18.06.2014 gün ve 6545 sayılı Türk Ceza Kanunu ile Bazı Kanunlarda Değişiklik Yapılmasına Dair Kanunla 5271 sayılı Kanunun 141 inci maddesine; “(3) Birinci fıkrada yazan hâller dışında, suç soruşturması veya kovuşturması sırasında kişisel kusur, haksız fiil veya diğer sorumluluk hâlleri de dâhil olmak üzere hâkimler ve Cumhuriyet savcılarının verdikleri kararlar veya yaptıkları işlemler nedeniyle tazminat davaları ancak Devlet aleyhine açılabilir. (4) Devlet, ödediği tazminattan dolayı görevinin gereklerine aykırı hareket etmek suretiyle görevini kötüye kullanan hâkimler ve Cumhuriyet savcılarına bir yıl içinde rücu eder.” şeklinde 3. ve 4. fıkralar eklenmiştir.
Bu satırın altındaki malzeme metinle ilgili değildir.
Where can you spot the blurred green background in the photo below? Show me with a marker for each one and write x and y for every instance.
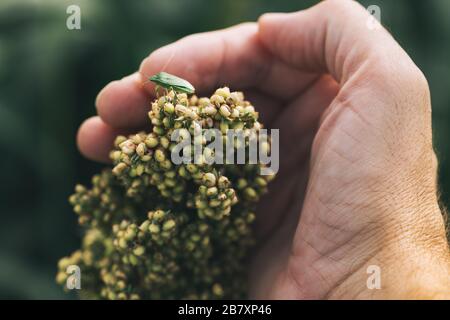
(49, 77)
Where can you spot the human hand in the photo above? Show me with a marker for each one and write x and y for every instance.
(357, 180)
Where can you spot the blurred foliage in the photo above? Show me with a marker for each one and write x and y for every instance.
(49, 77)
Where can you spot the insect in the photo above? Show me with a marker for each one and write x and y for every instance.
(169, 81)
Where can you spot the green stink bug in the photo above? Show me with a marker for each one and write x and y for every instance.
(169, 81)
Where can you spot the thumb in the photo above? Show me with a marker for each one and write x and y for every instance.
(335, 36)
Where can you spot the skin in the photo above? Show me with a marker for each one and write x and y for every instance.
(357, 180)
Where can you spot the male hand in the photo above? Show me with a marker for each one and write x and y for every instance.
(357, 181)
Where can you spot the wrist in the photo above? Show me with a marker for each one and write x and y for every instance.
(413, 263)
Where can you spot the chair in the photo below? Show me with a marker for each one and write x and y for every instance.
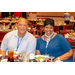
(56, 29)
(2, 34)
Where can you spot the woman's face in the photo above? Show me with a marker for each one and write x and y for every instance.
(48, 29)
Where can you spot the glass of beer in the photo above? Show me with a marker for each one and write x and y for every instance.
(10, 55)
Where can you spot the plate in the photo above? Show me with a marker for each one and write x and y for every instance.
(40, 56)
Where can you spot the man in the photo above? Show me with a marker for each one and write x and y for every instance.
(66, 17)
(19, 40)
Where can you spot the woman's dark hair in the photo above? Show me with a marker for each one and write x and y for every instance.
(49, 21)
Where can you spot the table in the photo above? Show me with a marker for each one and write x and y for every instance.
(2, 34)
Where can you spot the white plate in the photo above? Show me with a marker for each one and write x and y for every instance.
(45, 56)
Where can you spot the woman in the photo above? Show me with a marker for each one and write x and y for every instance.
(54, 44)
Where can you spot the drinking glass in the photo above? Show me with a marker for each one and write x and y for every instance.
(26, 57)
(10, 55)
(20, 57)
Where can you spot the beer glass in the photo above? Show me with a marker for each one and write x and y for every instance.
(10, 55)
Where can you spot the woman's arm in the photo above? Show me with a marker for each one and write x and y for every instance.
(65, 56)
(38, 52)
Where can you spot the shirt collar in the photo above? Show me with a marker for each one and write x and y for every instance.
(16, 34)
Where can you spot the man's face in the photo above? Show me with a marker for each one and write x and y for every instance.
(22, 26)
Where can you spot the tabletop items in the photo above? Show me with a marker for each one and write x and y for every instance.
(13, 56)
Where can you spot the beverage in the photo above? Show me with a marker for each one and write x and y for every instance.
(10, 56)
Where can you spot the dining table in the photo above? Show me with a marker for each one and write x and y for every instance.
(2, 34)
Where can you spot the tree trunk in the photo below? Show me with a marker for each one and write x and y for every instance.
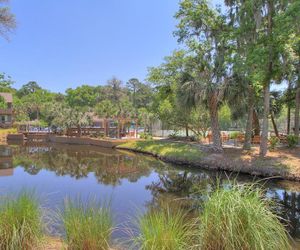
(186, 131)
(274, 125)
(288, 119)
(297, 109)
(79, 131)
(214, 119)
(256, 123)
(265, 126)
(248, 133)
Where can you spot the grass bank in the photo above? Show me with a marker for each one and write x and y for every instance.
(87, 225)
(238, 217)
(21, 224)
(282, 163)
(235, 217)
(169, 151)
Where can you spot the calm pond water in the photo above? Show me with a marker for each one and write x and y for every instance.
(134, 183)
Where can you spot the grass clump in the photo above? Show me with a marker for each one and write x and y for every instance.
(20, 222)
(240, 218)
(165, 230)
(87, 226)
(175, 150)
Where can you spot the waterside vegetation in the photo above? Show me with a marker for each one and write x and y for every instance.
(236, 216)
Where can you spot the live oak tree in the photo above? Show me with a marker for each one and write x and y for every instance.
(205, 33)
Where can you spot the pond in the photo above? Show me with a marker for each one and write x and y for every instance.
(132, 182)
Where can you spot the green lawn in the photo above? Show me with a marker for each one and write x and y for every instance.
(172, 150)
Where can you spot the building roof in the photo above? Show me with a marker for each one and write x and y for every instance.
(7, 97)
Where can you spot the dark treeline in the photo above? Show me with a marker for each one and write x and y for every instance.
(221, 76)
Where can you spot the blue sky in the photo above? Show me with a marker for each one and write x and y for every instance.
(66, 43)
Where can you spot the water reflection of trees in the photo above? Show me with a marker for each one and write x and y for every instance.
(289, 208)
(189, 191)
(185, 189)
(108, 166)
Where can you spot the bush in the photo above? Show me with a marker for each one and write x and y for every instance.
(292, 140)
(234, 134)
(164, 229)
(145, 136)
(20, 222)
(273, 142)
(173, 135)
(239, 218)
(87, 226)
Bu açıklamalar ışığında, davaya konu işlem tarihinin 06.01.2013 olması söz konusu tarihte yürürlükte bulunan 6100 sayılı Kanunun 46 ncı maddesinde dava açma süresine ilişkin herhangi bir düzenleme bulunmaması nedeniyle dava açma süresi bakımından 6098 Sayılı Türk Borçlar Kanunu’nun 72 nci maddesinde düzenlenen haksız fiile ilişkin zamanaşımı hükümlerinin uygulanması gerekmektedir. İlgili maddedeki düzenleme ‘Tazminat istemi, zarar görenin zararı ve tazminat yükümlüsünü öğrendiği tarihten başlayarak iki yılın ve her hâlde fiilin işlendiği tarihten başlayarak on yılın geçmesiyle zamanaşımına uğrar. Ancak, tazminat ceza kanunlarının daha uzun bir zamanaşımı öngördüğü cezayı gerektiren bir fiilden doğmuşsa, bu zamanaşımı uygulanır.
” şeklindedir.

İncelenen dosyada, davacının hakkında düzenlenen iddianameden ilgili yargılama sırasında mağdur sıfatıyla verdiği 04.04.2013 tarihli ifadesinden haberdar olduğu anlaşılmaktadır.Buna göre davacının öğrenme tarihinden itibaren iki yıllık zamanaşımı süresinden sonra 02.06.2017 tarihinde açtığı davanın, 6098 sayılı Kanun hükümleri uyarınca dava açma süresinin geçmesi nedeniyle reddedilmesi gerekirken, 5271 sayılı Kanunun 142 nci maddenin birinci fıkrasındaki bir yıllık sürenin geçtiğinden reddedilmesi sonucu itibariyle doğru olduğundan bozma nedeni yapılmamıştır.
V. KARAR
Gerekçe bölümünde açıklanan nedenle İzmir Bölge Adliye Mahkemesi 14. Ceza Dairesinin, 18.10.2019 tarihli ve 2019/405 Esas, 2019/4025 Karar sayılı kararında davacı vekili tarafından öne sürülen temyiz sebepleri ve 5271 sayılı Kanun’un 289 uncu maddesinin birinci fıkrası ile sınırlı olarak yapılan temyiz incelemesi sonucunda hukuka aykırılık görülmediğinden aynı Kanun’un 302 nci maddesinin birinci fıkrası gereği, Tebliğname’ye uygun olarak, oy birliğiyle TEMYİZ İSTEMİNİN ESASTAN REDDİ İLE HÜKMÜN ONANMASINA,

Dava dosyasının, 5271 sayılı Kanun’un 304 üncü maddesinin birinci fıkrası uyarınca İzmir 4. Ağır Ceza Mahkemesine, Yargıtay ilâmının bir örneğinin ise İzmir Bölge Adliye Mahkemesi 14. Ceza Dairesine gönderilmek üzere Yargıtay Cumhuriyet Başsavcılığına TEVDİİNE, 20.06.2023 tarihinde karar verildi.